Tanpa sadar, dan refleks saja
aku menghubunginya lagi, tersambung. Dan, diangkat. Iya, diangkat. Seperti lemas
dan cair tubuh ini.
“Halo,” sapanya dari ujung sana
penuh rasa takut, karena mungkin aku akan marah atau apa.
Sebenarnya aku bisa saja marah
karena aku sudah sangat kesal dan tak bisa membendung semuanya, namun entah apa
yang membuatku bisa tiba-tiba mengurungkan niatku, dan aku lebih memilih untuk
mendiamkannya.
“Ya? Ke mana?” tanyaku lemas.
“Aku tahu pasti kamu mau marah,”
nadanya datar, suaranya parau.
“Ah, cari perhatian,” batinku.
“Buat apa marah? Enggak kok,
ha, ha.”
“Aku kenal kamu, aku tahu kamu
marah. Marahlah, hokum saja aku. Aku sudah keterlaluan meninggalkanmu terlalu
lama,” semakin parau suaranya.
Aku diam, tak tahu harus
bagaimana kalau sudah seperti ini.
“Boleh minta peluk?” Itu saja
yang ia katakana.
“Sini,” ujarku lemah
Yah, kata-kata yang diasumsikan
sebagai gerakan dan memjamkan mata hanya untuk membuatnya tampak nyata itu
adalah salah satu ketenangan yang memberikan kebahagiaan dalam hubungan ini.
Sesuatu yang mungkin hanya bisa kami rasakan.
“Aku cinta kamu. Maaf, aku
tahu, aku salah banget sama kamu. Aku tahu kamu pasti masih marah dan sebel banget
sama aku ya? Aku enggak bermaksud cuekin kamu. Aku enggak enak sama temen-temen
aku, udah lama enggak ketemu. Aku takut dikira enggak menghargai mereka.
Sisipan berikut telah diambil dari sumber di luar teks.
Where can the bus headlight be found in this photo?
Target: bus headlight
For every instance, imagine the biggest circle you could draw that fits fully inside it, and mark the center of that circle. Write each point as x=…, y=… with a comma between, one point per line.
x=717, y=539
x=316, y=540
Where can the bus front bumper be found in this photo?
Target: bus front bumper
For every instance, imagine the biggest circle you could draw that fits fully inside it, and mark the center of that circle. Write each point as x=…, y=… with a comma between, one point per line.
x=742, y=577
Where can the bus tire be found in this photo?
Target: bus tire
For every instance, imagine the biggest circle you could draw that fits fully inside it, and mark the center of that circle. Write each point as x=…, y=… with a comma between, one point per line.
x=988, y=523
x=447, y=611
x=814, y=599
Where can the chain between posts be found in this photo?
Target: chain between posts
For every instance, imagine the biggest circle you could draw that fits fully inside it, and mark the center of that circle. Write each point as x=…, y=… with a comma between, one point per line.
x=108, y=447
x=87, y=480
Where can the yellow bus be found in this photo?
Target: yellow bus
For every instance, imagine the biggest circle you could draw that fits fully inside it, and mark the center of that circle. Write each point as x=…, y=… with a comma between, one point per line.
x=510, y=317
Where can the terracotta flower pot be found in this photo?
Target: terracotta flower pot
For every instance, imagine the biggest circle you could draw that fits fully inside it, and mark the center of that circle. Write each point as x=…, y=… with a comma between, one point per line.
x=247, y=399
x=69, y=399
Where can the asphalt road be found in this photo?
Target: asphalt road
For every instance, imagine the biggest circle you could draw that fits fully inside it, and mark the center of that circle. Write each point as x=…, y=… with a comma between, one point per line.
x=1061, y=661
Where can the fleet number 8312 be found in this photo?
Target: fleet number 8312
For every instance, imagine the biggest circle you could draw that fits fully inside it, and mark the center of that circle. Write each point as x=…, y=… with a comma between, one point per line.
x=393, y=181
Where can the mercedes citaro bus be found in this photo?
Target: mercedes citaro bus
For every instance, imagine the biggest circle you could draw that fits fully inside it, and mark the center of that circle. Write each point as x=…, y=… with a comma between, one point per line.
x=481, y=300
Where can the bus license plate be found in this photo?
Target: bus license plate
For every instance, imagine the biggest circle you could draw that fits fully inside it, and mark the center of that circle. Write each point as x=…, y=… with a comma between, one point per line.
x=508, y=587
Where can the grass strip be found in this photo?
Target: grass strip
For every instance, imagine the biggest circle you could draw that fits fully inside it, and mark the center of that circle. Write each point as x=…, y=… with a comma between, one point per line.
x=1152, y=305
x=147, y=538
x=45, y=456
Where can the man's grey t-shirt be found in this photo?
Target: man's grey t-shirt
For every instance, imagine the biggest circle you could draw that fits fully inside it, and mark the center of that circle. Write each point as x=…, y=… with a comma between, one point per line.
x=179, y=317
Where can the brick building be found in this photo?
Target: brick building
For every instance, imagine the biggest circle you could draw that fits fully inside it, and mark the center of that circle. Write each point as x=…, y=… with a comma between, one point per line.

Maaf,
sayang,” pelaaaaaan sekali.
Sungguh dia actor yang sangat
baik. Tapi, dia tidak berakting, dia menyesal sekali, parau suaranya.
“Aku enggak marah. Aku pengen
kamu tahu aja, rasanya jadi aku itu enggak enak dan….”
“Iya, iya aku tahu, nyesek
banget kan pasti? Tapi, jangan nangis,” mendengarku mulai menangis entah karena
apa, dia langsung menyela pembicaraan.
“Tenang ya, aku udah janji sama
kamu enggak bakal gitu lagi. Pegang kata-kata aku. Temen-temen aku juga udah
minta maaf karena itu. Aku salah sayang, aku tahu,” dia sangat mencoba menahan
tangisku.
Memang dia seperti itu,
terkadang aku kesal sendiri kenapa ia tak pernah memberiku kesempatan untuk
bicara dan menjelaskan kekesalanku.
“Aku cuma enggak pengen kamu
ngomel sayang. Bukan ngomel yang gimana, aku pengen kamu tenang dulu. Jangan emosi.”
Ah pasti dia takut aku marah.
Tapi, aku sudah cukup tenang dengan dia seperti ini. Menyesal, dan berkata
bahwa tak akan mengulanginya lagi.
“Dengerin aku,” katanya lagi.
“Apa?” aku masih tak tahu harus
bersikap bagaimana.
Ia mulai menceritakan semua
yang terjadi pada hari kemarin, membuatku tertawa, bahkan menyanyikan sebuah
lagu yang sengaja dihafalnya untukku beberapa kali. Aku bisa tersenyum, dan
saat ini aku merasakan bahwa aku lebih mencintainya. Yakinlah bahwa semua
masalah itu akan hadir dengan membawa sebuah akhir yang tak terduga, dan itu
akan indah apabila kita meyakini dan tak menghindarinya. Sebuah akhir yang
indah akan datang apabila kita mau menghadapi masalah itu dengan sabar dan
tabah. Jangan selalu mendahulukan emosi dan berkata bahwa kau selalu benar. Jika
kau sadar, masalah yang datang akan membuatmu semakin mencintainya.
Ya, seperti aku, aku makin
mencintainya dan tak ingin melepaskannya untuk alasan apa pun.